TLDR; What do you know about how our information is harvested when we browse the internet? What methods are used by content providers to gather and sell our data? Your insight is appreciated!
When I browse the internet, occasionally I’ll catch a bug that has me really interested in a very specific topic. For example, one day I took an interest in airplanes, I read about pilot’s licenses, looked at flight schools and even searched for airplanes on eBay. I clicked on one eBay listing for an airplane. Next thing I new, when I was on Facebook, I saw ads for airplanes for sale. Even in my gmail, at the top of my feed I was seeing pilot related ads!
My question is this: what methods are used to get this information to advertise to a user? Is it primarily google who is selling my content searches? If I am lead to a site and start clicking links leading me across multiple web sites without a single websearch, how much am I being tracked and by what means?
My reasons for asking, is because I’m working on a project to develop a small team of automated bots that will visibly browse the internet for me over a wide variety of topics while I conduct my own business.
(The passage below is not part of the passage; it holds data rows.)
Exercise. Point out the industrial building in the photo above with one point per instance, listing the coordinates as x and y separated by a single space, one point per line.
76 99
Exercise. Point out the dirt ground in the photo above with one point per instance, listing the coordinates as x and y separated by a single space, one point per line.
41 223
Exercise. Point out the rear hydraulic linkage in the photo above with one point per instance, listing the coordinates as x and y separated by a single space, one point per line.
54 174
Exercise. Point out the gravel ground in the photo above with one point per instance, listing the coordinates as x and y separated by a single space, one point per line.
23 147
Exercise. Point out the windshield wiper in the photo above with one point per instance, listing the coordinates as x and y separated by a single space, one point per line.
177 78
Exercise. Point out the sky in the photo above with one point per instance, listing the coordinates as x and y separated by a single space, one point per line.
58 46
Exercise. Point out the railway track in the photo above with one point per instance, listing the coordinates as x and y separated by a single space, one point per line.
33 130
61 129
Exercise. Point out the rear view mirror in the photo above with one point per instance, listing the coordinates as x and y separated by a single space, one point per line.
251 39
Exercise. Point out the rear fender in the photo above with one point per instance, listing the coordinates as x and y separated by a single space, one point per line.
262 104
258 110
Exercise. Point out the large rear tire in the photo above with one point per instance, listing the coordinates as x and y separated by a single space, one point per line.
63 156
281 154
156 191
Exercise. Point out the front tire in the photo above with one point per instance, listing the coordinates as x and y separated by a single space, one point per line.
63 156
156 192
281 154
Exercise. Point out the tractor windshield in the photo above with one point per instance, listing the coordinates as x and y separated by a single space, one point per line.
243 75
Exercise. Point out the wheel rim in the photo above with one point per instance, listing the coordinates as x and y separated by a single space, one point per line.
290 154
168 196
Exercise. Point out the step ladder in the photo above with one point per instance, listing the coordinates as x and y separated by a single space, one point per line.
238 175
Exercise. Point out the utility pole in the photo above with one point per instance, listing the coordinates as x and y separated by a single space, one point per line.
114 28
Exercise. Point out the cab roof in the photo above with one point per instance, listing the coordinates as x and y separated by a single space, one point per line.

My idea is to intentionally “polute” the data feeds of whoever is inspecting my activity so that they cannot adequately access who I really am and what my interests are.
I know that I can avoid all this stuff by not using google, staying off social media, using VPN’s etc. This is for academic purposes. And I would like to explore the idea of internet privacy by “hiding in plain site” but surrounded by a smoke screen of conflicting interests.
Lastly, I’m looking at using google chrome in headless mode and controlling it with the node library Puppeteer in order to keep cpu consumption down while the bots do their work. Seeing that headless chrome is a development tool, will potential data from searches conducted under headless mode still be harvested by the same interested parties? This is the real reason I want to know how data is harvested. Does the harvested data primarily originate from data gathered by the browser? Or is it on a granular level such as the URL in your web history?
Lots of questions here, I know. I invite anyone with any insight into how our privacy is compromised or harvested to share it here. Hopefully this thread will be useful to others developing tools for maintaining a private identity online. Thanks!